1. Background
Colorectal cancer (CRC) is the third prevalent cancer and the third leading cause of death worldwide (1). According to GLOBOCAN, CRC accounted 1361000 new cases and 694000 deaths in 2012 (2). It is also predicted that there will be a 66% increase in the burden of CRC; 2.2 million new cases, and 1.1 million deaths by 2030 (3).
Most of CRC cases occur in industrialized countries; however, its incidence rate is growing in less-developed regions due to adopting the Western lifestyle (4). The lowest and highest incidence rates are observed in Western Africa and Australia, respectively (2). Among Asian countries, Japan has the highest incidence rate particularly among men, but its mortality is lower than in Europe due to screening program since 1992. After Japan, Europe has the highest incidence and mortality rates (5). In Europe, Slovakia, Hungry and the Czech Republic represent the highest rate among men while Norway, Denmark, and the Netherlands show the highest rate among women (6, 7). In Iran, CRC is the fifth and the third most common cancer among men and women, respectively (8).
The main risk factors of this disease are excessive consumption of red meat, alcohol intake, sedentary lifestyle, tobacco smoking, overweight, fruit and vegetable-free diet, family history, and age over 50 (5, 9). Numerous studies have shown that smoking increase the risk of CRC up to 30% and the effect of hereditary is estimated for 7% - 10% (10-13). It has also been found that obese men and women are at a higher risk of colon and rectal cancer, than others (14). Unlike these factors, fruit and vegetable consumption play a protective role against CRC because they are rich in antioxidants, fiber, folic acid, and vitamins. Fiber is protective and leads to faster transit times to stool, therefore, it decreases the potential chance of carcinogens (15). In addition, it is estimated that 66% - 75% of cases were preventable by adopting a healthy lifestyle (16).
The first treatment of CRC depends on the tumors’ location, size, and also patients’ health (17).

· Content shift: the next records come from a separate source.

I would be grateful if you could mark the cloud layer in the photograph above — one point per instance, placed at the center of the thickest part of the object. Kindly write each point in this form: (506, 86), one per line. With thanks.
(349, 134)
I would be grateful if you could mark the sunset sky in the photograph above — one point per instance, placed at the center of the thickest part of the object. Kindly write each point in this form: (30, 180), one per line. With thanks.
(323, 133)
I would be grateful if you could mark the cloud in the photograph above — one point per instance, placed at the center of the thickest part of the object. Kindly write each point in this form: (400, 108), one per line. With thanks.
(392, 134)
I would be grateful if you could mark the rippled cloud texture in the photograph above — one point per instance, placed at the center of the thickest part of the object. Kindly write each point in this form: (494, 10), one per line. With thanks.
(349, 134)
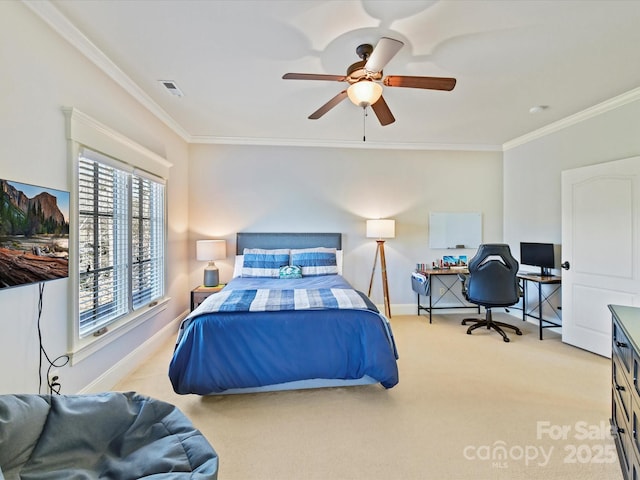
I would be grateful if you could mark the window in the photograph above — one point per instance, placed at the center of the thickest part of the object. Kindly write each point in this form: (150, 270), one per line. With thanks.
(116, 236)
(120, 240)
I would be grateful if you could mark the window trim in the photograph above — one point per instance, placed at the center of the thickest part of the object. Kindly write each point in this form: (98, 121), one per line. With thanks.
(83, 131)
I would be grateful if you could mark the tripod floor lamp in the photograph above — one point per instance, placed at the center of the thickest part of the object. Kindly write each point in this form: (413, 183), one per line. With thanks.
(381, 228)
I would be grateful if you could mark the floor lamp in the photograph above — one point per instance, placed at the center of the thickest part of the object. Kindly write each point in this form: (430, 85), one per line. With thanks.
(381, 228)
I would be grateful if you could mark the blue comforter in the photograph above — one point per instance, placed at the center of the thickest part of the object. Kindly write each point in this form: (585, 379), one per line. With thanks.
(221, 348)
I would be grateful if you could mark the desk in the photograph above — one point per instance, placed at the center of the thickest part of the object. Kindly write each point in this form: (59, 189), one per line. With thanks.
(433, 275)
(539, 281)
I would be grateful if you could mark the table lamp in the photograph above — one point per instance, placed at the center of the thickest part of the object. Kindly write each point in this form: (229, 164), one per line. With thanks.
(381, 228)
(209, 251)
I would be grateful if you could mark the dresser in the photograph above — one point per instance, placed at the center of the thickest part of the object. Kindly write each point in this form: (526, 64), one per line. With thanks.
(625, 388)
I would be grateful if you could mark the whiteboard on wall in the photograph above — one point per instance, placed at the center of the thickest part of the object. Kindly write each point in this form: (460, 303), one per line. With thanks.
(455, 230)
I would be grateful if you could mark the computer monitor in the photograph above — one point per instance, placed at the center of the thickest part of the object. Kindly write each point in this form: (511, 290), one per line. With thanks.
(537, 255)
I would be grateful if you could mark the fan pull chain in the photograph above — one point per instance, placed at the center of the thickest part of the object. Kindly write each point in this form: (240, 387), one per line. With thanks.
(364, 123)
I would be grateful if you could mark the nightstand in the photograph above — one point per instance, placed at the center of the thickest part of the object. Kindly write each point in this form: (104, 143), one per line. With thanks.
(198, 294)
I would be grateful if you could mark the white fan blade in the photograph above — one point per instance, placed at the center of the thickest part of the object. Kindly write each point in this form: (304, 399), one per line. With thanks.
(382, 54)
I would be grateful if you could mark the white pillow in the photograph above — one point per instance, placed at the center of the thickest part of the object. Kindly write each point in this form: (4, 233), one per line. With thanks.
(237, 267)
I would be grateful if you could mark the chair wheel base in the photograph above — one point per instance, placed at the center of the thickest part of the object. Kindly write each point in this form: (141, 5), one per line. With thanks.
(489, 324)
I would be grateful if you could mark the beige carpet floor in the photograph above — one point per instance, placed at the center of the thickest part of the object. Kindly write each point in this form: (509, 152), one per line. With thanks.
(466, 407)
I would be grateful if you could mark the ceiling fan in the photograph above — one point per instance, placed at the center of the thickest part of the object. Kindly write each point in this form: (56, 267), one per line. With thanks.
(364, 78)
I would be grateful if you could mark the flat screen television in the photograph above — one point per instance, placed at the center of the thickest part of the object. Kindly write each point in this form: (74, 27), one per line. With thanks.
(537, 255)
(34, 234)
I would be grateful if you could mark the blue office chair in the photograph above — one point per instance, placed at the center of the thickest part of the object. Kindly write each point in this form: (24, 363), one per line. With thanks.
(492, 282)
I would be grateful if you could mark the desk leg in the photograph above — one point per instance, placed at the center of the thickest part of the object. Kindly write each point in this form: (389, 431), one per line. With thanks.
(430, 296)
(524, 300)
(540, 309)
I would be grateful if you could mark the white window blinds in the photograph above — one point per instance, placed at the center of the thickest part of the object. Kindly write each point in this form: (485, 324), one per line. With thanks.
(121, 241)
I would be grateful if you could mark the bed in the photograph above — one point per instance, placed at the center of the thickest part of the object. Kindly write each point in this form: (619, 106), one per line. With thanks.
(287, 320)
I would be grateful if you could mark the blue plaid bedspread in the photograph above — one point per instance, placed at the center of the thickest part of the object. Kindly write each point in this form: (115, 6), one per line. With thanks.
(268, 300)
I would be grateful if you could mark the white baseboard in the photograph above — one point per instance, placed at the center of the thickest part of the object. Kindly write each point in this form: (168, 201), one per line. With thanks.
(130, 362)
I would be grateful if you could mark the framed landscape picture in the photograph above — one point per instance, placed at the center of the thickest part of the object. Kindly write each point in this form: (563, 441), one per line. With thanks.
(34, 234)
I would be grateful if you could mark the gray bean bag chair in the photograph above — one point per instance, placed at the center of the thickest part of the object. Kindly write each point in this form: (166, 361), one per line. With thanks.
(105, 436)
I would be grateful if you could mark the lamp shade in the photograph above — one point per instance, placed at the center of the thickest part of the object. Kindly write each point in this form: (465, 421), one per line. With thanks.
(207, 250)
(381, 228)
(364, 93)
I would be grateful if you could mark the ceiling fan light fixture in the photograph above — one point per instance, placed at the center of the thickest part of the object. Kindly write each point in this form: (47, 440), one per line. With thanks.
(364, 93)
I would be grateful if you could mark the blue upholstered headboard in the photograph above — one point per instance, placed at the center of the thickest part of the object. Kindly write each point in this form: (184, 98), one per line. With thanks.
(287, 240)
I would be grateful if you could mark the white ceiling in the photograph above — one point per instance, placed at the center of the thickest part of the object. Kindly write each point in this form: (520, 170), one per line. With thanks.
(228, 57)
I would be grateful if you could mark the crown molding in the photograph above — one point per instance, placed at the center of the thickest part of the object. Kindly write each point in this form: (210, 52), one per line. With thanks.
(283, 142)
(600, 108)
(52, 16)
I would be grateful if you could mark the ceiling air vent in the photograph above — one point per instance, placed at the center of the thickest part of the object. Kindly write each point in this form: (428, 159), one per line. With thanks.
(171, 87)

In cases of early diagnosis, surgery is selected as the primary treatment but not effective in metastatic cases (18). Since the 1990s, the 5-year survival rate of patients has improved due to detection of the disease in initial stages, successful treatment in stages II and III, and also a considerable reduction in mortality after surgery (5). The 5-year survival rate of CRC patients is 50% - 60% approximately which is higher in the initial stages (19, 20).

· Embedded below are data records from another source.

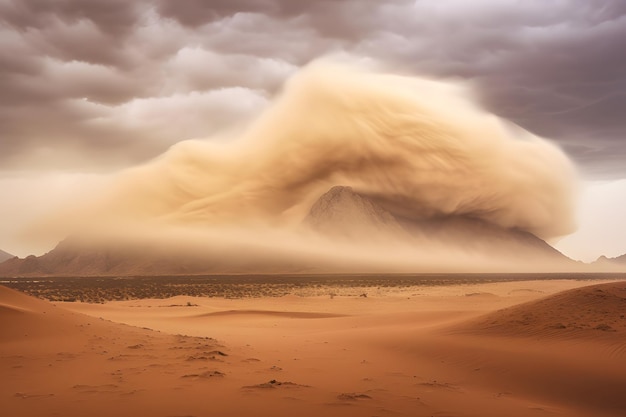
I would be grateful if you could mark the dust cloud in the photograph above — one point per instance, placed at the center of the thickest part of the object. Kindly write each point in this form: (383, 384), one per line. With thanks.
(419, 148)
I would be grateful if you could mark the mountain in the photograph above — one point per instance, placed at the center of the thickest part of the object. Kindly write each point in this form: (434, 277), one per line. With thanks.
(343, 213)
(618, 262)
(4, 256)
(340, 215)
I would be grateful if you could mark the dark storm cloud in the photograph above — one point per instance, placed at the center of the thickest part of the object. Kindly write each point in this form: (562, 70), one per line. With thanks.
(119, 81)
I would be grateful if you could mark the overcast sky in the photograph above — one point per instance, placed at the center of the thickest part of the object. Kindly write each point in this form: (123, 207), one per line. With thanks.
(91, 86)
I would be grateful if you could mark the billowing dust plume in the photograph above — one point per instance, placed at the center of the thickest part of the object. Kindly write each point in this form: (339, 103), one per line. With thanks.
(419, 148)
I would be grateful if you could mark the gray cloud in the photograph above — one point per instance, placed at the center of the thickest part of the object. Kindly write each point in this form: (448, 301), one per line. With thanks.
(105, 83)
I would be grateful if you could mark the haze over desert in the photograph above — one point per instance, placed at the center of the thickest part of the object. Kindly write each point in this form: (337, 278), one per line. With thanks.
(312, 208)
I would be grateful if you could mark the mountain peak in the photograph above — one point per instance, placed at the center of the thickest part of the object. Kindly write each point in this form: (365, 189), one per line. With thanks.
(343, 212)
(5, 255)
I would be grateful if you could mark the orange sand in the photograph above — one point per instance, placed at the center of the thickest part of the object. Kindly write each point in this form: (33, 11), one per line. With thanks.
(467, 350)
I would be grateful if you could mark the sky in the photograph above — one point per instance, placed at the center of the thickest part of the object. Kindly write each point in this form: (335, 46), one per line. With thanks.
(90, 87)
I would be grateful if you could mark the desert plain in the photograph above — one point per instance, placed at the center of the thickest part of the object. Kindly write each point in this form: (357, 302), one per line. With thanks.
(521, 347)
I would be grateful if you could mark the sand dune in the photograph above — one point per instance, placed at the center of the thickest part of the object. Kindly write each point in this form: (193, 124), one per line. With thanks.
(595, 312)
(412, 352)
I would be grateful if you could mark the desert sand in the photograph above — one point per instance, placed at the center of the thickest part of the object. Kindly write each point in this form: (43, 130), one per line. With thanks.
(523, 348)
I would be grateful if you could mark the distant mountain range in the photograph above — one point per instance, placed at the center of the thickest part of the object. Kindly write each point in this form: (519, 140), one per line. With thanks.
(5, 255)
(617, 262)
(341, 214)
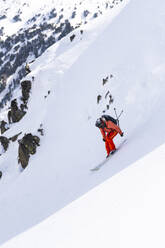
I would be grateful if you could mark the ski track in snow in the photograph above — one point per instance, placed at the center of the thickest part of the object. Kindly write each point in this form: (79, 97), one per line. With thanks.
(73, 73)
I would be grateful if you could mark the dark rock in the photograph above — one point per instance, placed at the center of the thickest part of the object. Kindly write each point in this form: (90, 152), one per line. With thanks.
(15, 137)
(15, 114)
(99, 98)
(5, 142)
(27, 145)
(105, 80)
(86, 13)
(3, 126)
(95, 15)
(26, 87)
(72, 37)
(16, 18)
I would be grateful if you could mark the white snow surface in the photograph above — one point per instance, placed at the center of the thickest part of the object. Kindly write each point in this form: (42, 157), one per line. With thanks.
(131, 48)
(125, 211)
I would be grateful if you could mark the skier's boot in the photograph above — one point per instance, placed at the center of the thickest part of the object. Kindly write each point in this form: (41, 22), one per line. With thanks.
(113, 151)
(107, 155)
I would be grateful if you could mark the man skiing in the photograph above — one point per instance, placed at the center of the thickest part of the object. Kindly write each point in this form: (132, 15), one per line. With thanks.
(109, 129)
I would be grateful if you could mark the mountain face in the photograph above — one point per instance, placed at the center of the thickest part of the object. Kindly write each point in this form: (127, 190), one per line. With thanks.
(113, 62)
(27, 29)
(38, 95)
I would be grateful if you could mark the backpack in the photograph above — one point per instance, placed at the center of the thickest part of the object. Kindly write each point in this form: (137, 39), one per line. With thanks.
(110, 118)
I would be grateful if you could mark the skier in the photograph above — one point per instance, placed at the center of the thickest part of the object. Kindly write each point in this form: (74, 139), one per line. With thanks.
(109, 129)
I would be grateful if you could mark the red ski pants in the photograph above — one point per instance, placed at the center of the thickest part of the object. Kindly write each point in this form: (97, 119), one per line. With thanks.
(109, 144)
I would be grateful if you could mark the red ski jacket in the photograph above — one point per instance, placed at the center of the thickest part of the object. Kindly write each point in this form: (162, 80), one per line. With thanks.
(110, 126)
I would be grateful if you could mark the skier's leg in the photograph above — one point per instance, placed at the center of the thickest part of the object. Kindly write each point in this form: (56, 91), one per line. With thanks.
(110, 137)
(107, 147)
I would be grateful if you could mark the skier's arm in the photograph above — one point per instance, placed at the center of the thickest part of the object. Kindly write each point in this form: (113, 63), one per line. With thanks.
(103, 133)
(117, 128)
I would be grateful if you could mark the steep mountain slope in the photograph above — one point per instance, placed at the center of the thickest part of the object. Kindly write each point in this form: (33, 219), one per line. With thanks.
(27, 29)
(125, 211)
(130, 52)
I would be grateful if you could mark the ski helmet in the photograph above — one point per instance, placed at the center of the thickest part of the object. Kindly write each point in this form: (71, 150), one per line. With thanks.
(100, 123)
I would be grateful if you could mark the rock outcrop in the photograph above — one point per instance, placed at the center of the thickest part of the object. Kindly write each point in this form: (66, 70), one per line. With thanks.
(27, 146)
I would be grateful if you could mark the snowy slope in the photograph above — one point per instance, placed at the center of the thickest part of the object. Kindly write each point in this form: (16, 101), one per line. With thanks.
(125, 211)
(28, 28)
(131, 47)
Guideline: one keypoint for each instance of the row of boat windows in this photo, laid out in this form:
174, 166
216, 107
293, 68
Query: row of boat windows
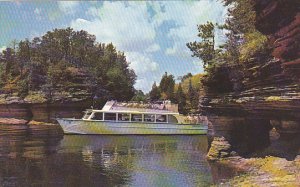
126, 117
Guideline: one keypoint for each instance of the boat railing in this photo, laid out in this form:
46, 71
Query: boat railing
126, 117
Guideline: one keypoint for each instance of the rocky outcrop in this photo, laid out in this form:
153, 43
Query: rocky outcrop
219, 149
269, 97
280, 20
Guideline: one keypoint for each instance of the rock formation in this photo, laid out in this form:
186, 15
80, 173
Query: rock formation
270, 97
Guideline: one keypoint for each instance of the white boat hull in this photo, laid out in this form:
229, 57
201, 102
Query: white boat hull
79, 126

There are different statistical methods for analyzing survival data. ANN and traditional predictive tools are utilized in different studies to predict and determine related risk factors to patients’ survival. Wang et al. showed ANN performed well for prediction the survival of breast cancer patients (21). In a study carried out by Oermann et al. (22), the efficacy of ANN and logistic regression were compared for predicting 1-year survival of patients with brain metastasis, which the result indicated a better performance for ANN model. Furthermore, studies were conducted on patients with CRC and Gastric cancer that introduced ANN as a powerful tool for survival prediction in comparison of Cox regression model (23, 24). Numerous studies have been done in the field of CRC survival rate that they have differed in statistical methods and results.
2. Objectives
In this paper, we applied ANN and Cox regression models to determine related risk factors of survival in CRC patients.
3. Methods
In this historical cohort study, data of patients who were diagnosed with CRC in Omid Hospital of Mashhad were collected. A total of 157 subjects were investigated from 2006 to 2011 and were followed up until 2016. Demographic and clinical information of the patients were gathered using the patient’s medical records.
Patients’ information including gender, age at diagnosis, BMI, family history, tobacco smoking, opium or drug user, tumor stage (I, II, III and IV) (25), tumor grade (well-differentiated, moderately differentiated, and poorly differentiated), first treatment, and relapse were obtained. According to the date of the first diagnosis, the survival time for each patient was calculated in year and death from CRC was defined as an event; so those who survived considered as censored. The information of patients for their regularly checkups were available in their medical records. In some cases, we made phone calls to gather the survival status (death/censor) of patients who did not refer to the hospital for more than six months.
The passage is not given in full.